Search code examples
rlistlapplyreadxl

Cannot read in datasets with readxl and lapply in R


I'm using readxl to import multiple files (12 monthly datasets for one year - e.g jan19, feb19) from a folder into my environment with the following code:

file.list <- list.files(pattern="xlsx$", recursive = TRUE)
df.list <- lapply(file.list, read_excel)

However, I'm getting the following error:

Error: Evaluation error: zip file '(my file path)' cannot be opened.

I've noticed that the file.list has 13 datasets instead of 12. The extra one is a dataset named ~jan19$.xlsx which readxl cannot read in since it doesn't exist. I was just wondering how to fix this?

Also - I have no problems opening these datasets using read_excel(dataset). None of the datasets are open in excel either.


Solution

  • Assuming you're using Windows, this indicates a temporary file:

    The tilde symbol is used to prefix hidden temporary files that are created when a document is opened in Windows.

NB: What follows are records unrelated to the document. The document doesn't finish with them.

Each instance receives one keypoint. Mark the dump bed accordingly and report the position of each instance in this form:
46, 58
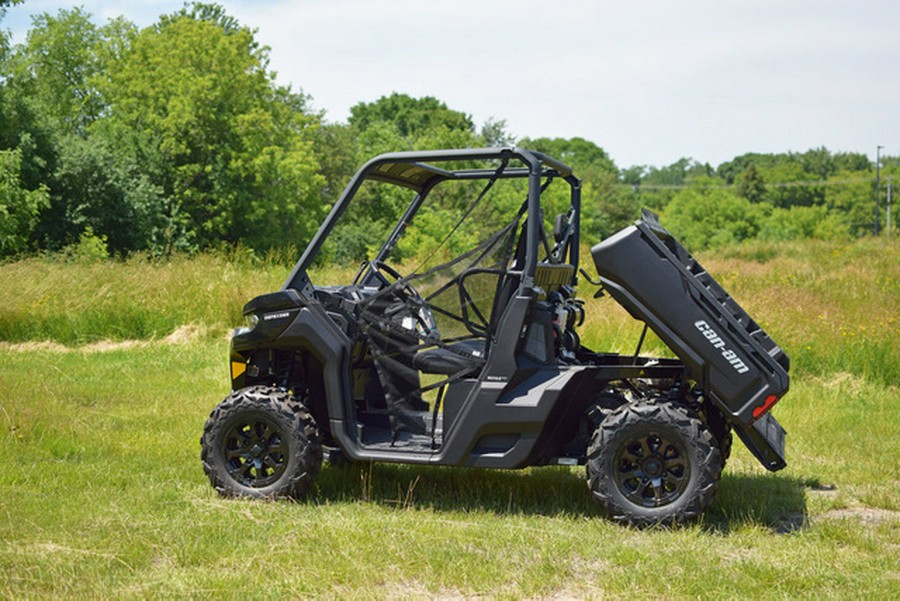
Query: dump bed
734, 361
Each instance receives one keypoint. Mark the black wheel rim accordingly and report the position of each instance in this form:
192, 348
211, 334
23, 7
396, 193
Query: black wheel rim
651, 469
256, 452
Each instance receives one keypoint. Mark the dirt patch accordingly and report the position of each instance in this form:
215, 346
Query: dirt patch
181, 335
185, 334
106, 346
41, 345
866, 515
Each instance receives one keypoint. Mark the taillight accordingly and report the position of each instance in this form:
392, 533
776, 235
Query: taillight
767, 404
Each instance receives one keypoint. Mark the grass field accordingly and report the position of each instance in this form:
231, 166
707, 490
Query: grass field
108, 371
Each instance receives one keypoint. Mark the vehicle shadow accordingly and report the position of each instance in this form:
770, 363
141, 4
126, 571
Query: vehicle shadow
773, 501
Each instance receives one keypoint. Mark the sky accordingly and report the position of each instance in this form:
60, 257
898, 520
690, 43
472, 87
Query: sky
651, 82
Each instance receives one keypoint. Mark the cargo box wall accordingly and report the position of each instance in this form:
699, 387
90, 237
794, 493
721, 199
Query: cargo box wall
651, 274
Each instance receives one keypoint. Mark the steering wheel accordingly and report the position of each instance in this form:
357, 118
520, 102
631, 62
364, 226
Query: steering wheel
407, 294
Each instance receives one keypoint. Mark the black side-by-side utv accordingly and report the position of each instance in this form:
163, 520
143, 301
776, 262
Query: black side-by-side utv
456, 343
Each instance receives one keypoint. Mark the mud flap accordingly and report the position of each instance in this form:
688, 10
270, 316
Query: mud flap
765, 439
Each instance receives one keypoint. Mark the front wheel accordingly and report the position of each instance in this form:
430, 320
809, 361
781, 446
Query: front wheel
653, 463
260, 442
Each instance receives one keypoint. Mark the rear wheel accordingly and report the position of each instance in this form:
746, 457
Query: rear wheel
261, 442
653, 462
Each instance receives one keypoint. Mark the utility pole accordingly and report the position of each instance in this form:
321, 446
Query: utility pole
889, 206
877, 183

For example, when you open a Word document called “Document1.doc,” a file called “~$cument1.doc” is created in the same directory.

    These are created when you open an Excel file and should be cleared up when you close them, though this might not happen in some circumstances, such as if Excel crashes.

    Change your regex to exclude files starting with a tilde:

    file.list <- list.files(pattern="^[^\\~].+\\.xlsx$", recursive = TRUE)
    

    This pattern can be understood as:

    enter image description here

    This means files starting with a tilde will not be included in file.list so you should not have a problem trying to read them in.